Um aus dieser selbstgestellten Falle wieder herauszukommen, bedarf es tiefgreifender Veränderungen im Bewußtsein der Bevölkerung und der führenden Institutionen – Veränderungen der Art, die nur unter Bedingungen einer schweren Krise möglich sind. Es bedarf eines neuen Besinnens auf das Prinzip des Gemeinwohls, auf die Kultur des Produzenten statt des Verbrauchers, auf die Kultur des naturwissenschaftlich-technischen Fortschritts und auf die klassische humanistische Bildung im Sinne von Humboldt statt des grünen Kulturpessimismus.
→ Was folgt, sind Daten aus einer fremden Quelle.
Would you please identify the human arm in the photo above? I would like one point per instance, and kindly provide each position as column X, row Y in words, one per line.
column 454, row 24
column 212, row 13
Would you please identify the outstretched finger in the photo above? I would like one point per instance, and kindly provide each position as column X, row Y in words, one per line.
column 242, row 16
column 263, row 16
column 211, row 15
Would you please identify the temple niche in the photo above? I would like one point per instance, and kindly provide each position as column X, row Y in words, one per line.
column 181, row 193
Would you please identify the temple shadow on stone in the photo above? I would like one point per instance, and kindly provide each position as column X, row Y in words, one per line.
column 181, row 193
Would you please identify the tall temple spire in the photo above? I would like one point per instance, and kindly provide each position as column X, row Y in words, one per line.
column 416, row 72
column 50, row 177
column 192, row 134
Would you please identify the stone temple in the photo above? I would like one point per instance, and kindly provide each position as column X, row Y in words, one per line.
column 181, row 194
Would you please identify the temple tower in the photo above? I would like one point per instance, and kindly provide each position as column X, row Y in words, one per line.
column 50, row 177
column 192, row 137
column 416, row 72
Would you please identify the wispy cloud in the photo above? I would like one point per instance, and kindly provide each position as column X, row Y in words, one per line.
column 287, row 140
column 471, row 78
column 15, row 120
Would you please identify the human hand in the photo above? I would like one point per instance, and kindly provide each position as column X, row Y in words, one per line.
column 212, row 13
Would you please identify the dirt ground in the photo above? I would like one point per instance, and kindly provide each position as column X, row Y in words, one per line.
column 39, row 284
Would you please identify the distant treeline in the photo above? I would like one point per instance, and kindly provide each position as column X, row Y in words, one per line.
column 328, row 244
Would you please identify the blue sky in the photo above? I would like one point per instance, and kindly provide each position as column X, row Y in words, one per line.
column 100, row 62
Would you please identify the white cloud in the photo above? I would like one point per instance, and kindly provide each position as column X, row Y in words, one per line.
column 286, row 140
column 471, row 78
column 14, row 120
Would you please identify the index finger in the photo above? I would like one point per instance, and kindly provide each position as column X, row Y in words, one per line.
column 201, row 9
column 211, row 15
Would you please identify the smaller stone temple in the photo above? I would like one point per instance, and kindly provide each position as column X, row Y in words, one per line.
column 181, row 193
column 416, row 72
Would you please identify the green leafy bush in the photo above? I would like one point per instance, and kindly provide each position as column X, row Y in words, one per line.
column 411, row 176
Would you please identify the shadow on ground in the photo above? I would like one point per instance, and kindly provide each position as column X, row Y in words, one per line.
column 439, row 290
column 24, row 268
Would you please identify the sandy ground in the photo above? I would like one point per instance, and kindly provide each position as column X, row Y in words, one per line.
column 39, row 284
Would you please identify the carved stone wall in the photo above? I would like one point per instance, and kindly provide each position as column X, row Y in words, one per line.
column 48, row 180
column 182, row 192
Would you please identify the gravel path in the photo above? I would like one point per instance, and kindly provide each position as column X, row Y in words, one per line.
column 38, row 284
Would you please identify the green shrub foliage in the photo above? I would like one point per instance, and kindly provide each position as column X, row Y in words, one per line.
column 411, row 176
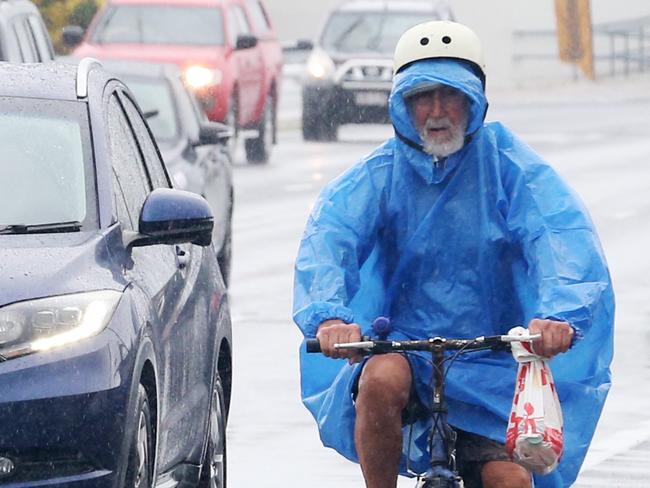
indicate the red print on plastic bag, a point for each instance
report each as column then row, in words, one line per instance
column 534, row 437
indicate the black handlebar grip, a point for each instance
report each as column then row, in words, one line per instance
column 313, row 345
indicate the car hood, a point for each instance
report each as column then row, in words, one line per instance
column 341, row 57
column 180, row 55
column 41, row 265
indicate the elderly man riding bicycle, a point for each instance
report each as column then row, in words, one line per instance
column 453, row 227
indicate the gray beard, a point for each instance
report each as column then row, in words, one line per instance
column 445, row 148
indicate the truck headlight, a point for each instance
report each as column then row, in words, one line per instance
column 46, row 323
column 198, row 76
column 320, row 66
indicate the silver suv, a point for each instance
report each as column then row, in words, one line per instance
column 349, row 71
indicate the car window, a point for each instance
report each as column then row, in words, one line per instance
column 155, row 96
column 368, row 31
column 160, row 24
column 240, row 20
column 258, row 16
column 40, row 37
column 147, row 146
column 46, row 167
column 126, row 159
column 25, row 41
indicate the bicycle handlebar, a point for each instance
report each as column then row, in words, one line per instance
column 381, row 347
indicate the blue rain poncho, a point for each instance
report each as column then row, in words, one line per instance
column 484, row 240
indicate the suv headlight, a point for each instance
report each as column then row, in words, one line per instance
column 320, row 66
column 45, row 323
column 198, row 76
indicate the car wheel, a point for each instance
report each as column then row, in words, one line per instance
column 258, row 149
column 213, row 471
column 225, row 253
column 231, row 121
column 139, row 472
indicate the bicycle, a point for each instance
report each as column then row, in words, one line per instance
column 442, row 472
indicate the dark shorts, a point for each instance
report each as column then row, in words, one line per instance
column 472, row 450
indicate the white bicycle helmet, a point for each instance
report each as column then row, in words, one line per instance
column 439, row 39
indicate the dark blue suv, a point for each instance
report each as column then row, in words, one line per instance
column 115, row 336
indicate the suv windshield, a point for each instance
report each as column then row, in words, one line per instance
column 46, row 170
column 160, row 24
column 376, row 32
column 157, row 103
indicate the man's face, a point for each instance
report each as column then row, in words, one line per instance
column 440, row 116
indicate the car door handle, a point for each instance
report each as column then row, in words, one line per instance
column 182, row 258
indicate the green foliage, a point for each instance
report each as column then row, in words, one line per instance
column 59, row 13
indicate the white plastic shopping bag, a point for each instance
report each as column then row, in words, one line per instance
column 534, row 437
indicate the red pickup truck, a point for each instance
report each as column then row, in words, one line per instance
column 227, row 50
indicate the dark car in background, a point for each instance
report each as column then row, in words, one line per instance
column 227, row 50
column 115, row 335
column 23, row 36
column 349, row 72
column 193, row 147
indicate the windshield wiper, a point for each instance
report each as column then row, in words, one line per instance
column 55, row 227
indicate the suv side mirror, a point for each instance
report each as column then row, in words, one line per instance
column 173, row 217
column 246, row 41
column 72, row 35
column 213, row 133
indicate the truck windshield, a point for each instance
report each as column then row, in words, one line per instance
column 376, row 32
column 160, row 24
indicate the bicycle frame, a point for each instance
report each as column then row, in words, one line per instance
column 442, row 472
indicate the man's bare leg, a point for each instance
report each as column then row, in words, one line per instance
column 503, row 474
column 384, row 389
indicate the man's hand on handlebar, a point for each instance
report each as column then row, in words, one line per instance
column 335, row 331
column 556, row 336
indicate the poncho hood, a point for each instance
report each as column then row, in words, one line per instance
column 451, row 72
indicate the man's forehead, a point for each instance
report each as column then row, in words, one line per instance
column 427, row 88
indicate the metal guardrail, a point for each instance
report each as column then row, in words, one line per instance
column 623, row 45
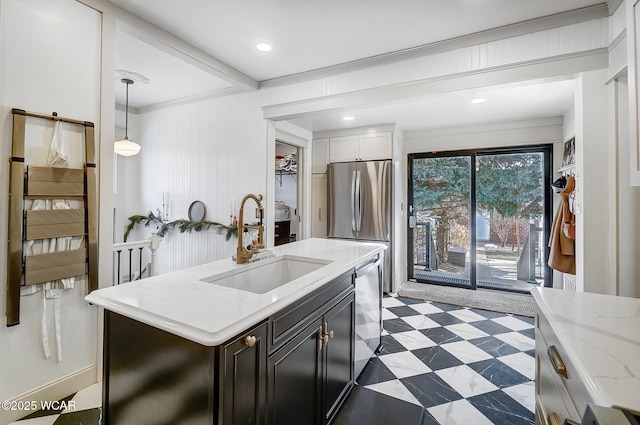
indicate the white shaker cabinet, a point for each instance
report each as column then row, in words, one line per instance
column 633, row 56
column 364, row 147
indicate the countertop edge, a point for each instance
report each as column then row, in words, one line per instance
column 207, row 338
column 585, row 373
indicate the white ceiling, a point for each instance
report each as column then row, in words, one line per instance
column 308, row 36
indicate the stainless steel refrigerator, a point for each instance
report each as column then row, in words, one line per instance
column 359, row 204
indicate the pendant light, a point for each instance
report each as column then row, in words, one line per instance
column 126, row 147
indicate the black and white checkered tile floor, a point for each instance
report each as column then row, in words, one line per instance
column 444, row 364
column 441, row 364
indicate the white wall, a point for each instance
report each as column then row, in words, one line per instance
column 592, row 184
column 214, row 151
column 627, row 225
column 50, row 62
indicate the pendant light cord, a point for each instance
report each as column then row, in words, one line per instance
column 126, row 107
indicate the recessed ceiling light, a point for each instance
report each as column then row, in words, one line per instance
column 263, row 47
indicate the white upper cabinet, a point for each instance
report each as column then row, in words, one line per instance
column 319, row 155
column 343, row 149
column 633, row 54
column 364, row 147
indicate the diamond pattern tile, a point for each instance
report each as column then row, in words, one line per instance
column 479, row 365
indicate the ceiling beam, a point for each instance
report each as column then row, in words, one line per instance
column 173, row 45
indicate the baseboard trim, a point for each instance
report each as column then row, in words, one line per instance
column 54, row 390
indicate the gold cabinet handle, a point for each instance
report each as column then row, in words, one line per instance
column 556, row 361
column 327, row 334
column 320, row 338
column 554, row 419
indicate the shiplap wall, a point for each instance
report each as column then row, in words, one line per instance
column 214, row 151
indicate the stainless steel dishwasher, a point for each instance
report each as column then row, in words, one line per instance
column 368, row 312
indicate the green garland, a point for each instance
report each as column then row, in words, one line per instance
column 181, row 224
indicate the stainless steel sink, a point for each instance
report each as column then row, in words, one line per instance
column 267, row 275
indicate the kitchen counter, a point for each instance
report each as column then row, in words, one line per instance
column 600, row 335
column 183, row 304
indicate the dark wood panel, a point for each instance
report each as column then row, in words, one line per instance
column 286, row 323
column 295, row 387
column 244, row 371
column 339, row 355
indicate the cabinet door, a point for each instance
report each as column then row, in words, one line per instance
column 343, row 149
column 243, row 378
column 320, row 155
column 295, row 386
column 319, row 206
column 375, row 146
column 338, row 333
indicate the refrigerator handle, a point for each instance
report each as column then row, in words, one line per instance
column 358, row 202
column 353, row 200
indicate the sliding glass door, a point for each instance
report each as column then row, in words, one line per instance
column 480, row 218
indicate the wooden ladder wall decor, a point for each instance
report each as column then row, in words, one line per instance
column 29, row 182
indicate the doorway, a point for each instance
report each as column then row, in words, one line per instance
column 286, row 192
column 480, row 218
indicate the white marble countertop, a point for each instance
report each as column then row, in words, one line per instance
column 181, row 303
column 601, row 334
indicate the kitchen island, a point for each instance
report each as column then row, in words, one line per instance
column 186, row 344
column 587, row 352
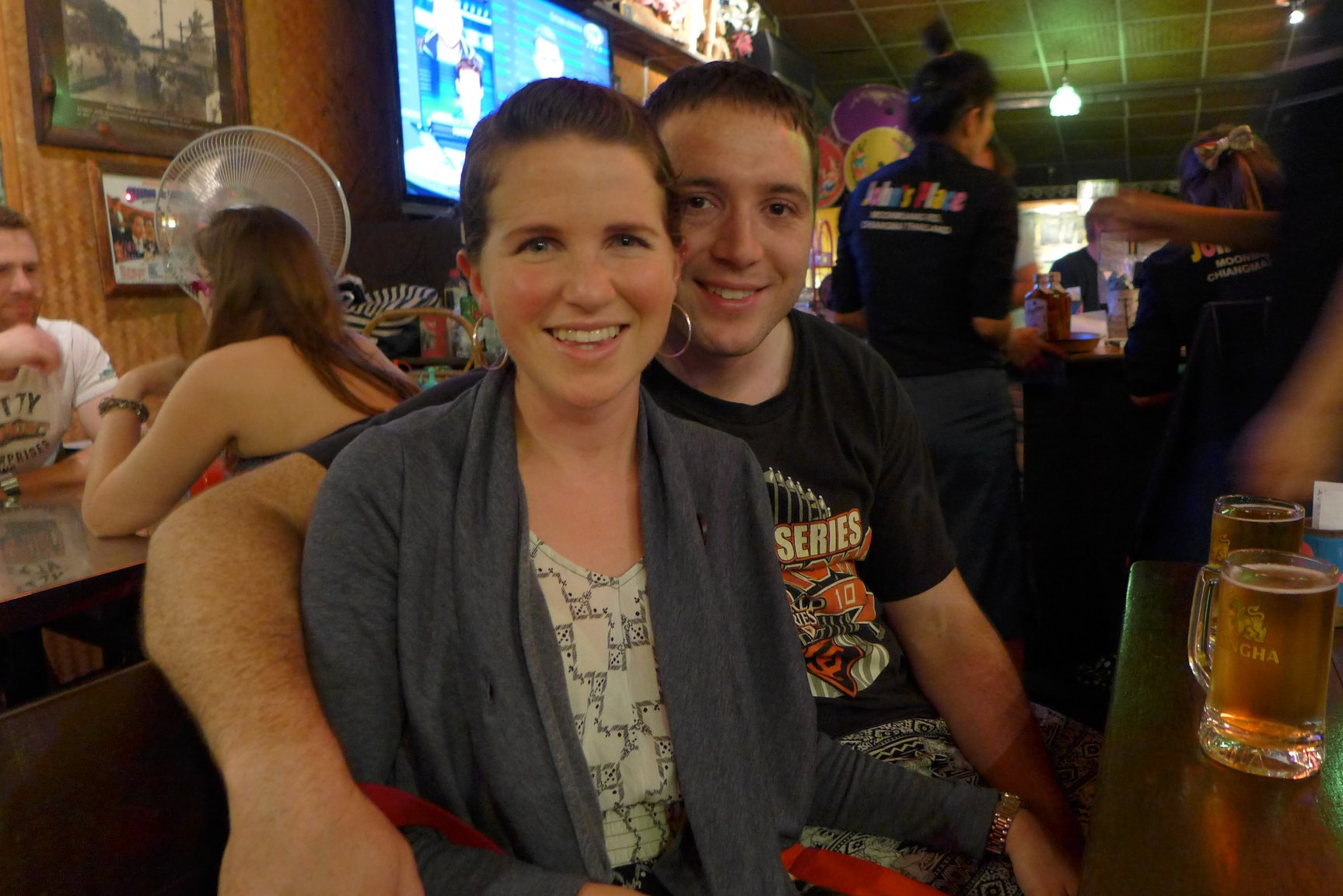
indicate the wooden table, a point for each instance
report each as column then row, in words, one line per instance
column 1169, row 820
column 51, row 565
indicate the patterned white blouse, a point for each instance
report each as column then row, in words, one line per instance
column 606, row 644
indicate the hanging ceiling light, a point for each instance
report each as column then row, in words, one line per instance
column 1065, row 100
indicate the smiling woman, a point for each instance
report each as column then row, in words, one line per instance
column 578, row 271
column 526, row 606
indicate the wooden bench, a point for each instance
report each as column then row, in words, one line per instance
column 108, row 790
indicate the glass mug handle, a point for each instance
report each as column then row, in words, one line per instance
column 1204, row 594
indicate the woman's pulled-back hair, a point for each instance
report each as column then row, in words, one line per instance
column 1230, row 167
column 946, row 89
column 546, row 110
column 269, row 278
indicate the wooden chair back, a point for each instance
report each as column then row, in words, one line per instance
column 109, row 789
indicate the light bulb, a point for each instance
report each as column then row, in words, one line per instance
column 1065, row 101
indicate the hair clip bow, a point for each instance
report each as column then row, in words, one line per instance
column 1239, row 138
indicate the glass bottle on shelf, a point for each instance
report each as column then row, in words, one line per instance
column 1117, row 269
column 1037, row 306
column 1060, row 308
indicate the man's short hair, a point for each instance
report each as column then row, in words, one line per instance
column 9, row 219
column 740, row 85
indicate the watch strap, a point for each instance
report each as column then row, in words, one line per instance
column 113, row 404
column 1003, row 814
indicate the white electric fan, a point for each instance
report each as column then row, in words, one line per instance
column 245, row 166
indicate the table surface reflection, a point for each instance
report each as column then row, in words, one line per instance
column 1167, row 820
column 51, row 565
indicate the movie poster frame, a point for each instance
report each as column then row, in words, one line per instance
column 55, row 112
column 108, row 265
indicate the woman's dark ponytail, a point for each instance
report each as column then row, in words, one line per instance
column 946, row 89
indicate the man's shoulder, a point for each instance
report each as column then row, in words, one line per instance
column 837, row 355
column 66, row 330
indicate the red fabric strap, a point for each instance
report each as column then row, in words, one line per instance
column 849, row 873
column 821, row 866
column 407, row 810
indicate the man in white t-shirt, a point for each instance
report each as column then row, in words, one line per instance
column 49, row 371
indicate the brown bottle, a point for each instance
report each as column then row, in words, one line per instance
column 1037, row 306
column 1060, row 310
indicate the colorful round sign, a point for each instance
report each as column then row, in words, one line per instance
column 829, row 133
column 866, row 108
column 831, row 180
column 873, row 149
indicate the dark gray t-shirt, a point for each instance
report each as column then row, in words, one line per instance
column 855, row 512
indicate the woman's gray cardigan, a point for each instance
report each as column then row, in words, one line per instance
column 437, row 664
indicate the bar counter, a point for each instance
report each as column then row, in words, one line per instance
column 1167, row 820
column 51, row 565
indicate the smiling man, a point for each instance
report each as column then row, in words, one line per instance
column 49, row 371
column 857, row 528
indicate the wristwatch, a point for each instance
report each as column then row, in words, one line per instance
column 1003, row 814
column 113, row 404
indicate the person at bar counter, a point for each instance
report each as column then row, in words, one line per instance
column 925, row 254
column 50, row 373
column 1224, row 168
column 1079, row 269
column 997, row 157
column 1299, row 436
column 786, row 382
column 275, row 345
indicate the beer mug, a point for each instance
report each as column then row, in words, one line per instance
column 1247, row 521
column 1268, row 677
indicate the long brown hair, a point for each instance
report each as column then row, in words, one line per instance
column 270, row 280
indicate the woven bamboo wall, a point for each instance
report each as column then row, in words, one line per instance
column 319, row 70
column 316, row 70
column 51, row 186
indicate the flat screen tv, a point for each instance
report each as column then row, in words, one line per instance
column 458, row 59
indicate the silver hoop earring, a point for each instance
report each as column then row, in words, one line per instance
column 478, row 345
column 689, row 330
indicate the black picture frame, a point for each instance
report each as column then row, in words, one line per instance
column 96, row 85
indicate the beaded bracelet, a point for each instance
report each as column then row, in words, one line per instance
column 113, row 404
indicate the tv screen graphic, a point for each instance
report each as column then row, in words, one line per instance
column 537, row 39
column 458, row 59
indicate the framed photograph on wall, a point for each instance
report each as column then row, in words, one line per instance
column 124, row 216
column 135, row 75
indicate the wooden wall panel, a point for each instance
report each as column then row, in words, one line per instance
column 51, row 187
column 321, row 72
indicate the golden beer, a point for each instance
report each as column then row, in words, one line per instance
column 1244, row 521
column 1268, row 681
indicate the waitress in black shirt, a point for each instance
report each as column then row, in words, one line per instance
column 925, row 250
column 1222, row 168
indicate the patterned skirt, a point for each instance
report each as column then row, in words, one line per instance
column 925, row 746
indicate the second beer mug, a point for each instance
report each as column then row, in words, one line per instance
column 1268, row 677
column 1247, row 521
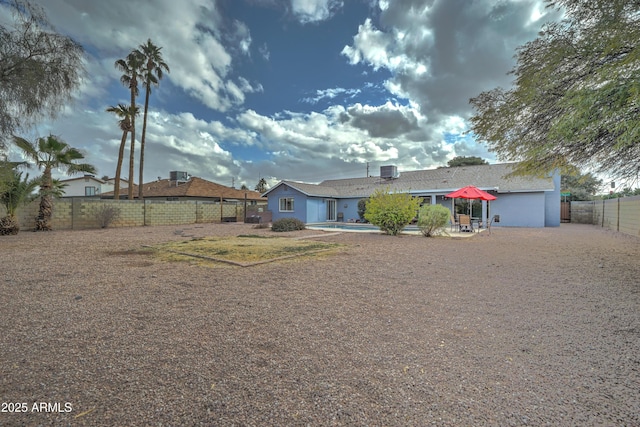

Diese Ziele sind nur mit tiefgreifenden Reformen des krisengeplagten Weltfinanz- und -wirtschaftssystems erreichbar. Solche Reformen sind aber längst überfällig und kaum mehr zu verschieben. Die Richtlinien dafür sind von Lyndon LaRouche in zahlreichen Veröffentlichungen angegeben worden: die Reorganisierung des Weltfinanzsystems nach dem Prinzip des „neuen Bretton Woods“, die Schaffung neuer nationaler und internationaler Institutionen zur langfristigen Finanzierung der agroindustriellen und infrastrukturellen Entwicklung und des weltweiten Technologietransfers – ein neuer „Dialog der Kulturen“.
Im Rahmen einer solchen neuen Aufbruchstimmung, mit der der ganze unproduktive Ballast der letzten Jahrzehnte über Bord geworfen wird, wird auch die Finanzierung des Gesundheitswesens in Deutschland kein Problem mehr sein. Wir müssen nicht Leben und Gesundheit der Menschen aufs Spiel setzen, um mit Problemen fertig zu werden, die gar nicht im engen Rahmen des Gesundheitssystems selbst gelöst werden können.